Käufer sollten darauf achten, dass sämtliche Protektoren mit der europäischen Norm DIN EN 14120 sowie dem CE-Zeichen gekennzeichnet sind.

 

Helm

 

Der Helm ist beim Rückwärtsfallen der einzige Schutz für den Kopf. Er muss richtig eingestellt sein und fest sitzen. Neben den speziellen Skater-Helmen in "Rundform" können auch runde Fahrradhelme verwendet werden - jedoch nicht Helme mit Tropfenform.

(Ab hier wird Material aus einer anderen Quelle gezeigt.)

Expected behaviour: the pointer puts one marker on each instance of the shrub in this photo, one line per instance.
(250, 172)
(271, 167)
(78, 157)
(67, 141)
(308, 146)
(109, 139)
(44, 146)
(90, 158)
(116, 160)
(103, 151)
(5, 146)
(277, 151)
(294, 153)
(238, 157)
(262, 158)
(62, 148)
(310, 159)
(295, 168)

Bei einem Sturz nach hinten würde der Kopf zu früh abgefangen, wodurch der Halswirbel unnötig stark belastet wird. In Inline-Skating-Hallen mit einer Half-Pipe besteht übrigens Helmpflicht.

 

Achten Sie beim Kauf eines Helms auf die Kennzeichnung mit der europäischen Norm DIN EN 1078.

 

Sichtbarkeit

 

Beleuchtungsvorschriften für Skater gibt es nicht. Dennoch sind bei Dunkelheit oder Nebel Reflektoren, Reflexstreifen auf der Kleidung oder Blinklichter zu empfehlen. Je früher ein Inliner von anderen Verkehrsteilnehmern gesehen wird, umso besser. Tagsüber sind bunt gekleidete Skater besser zu sehen als farblose Roller.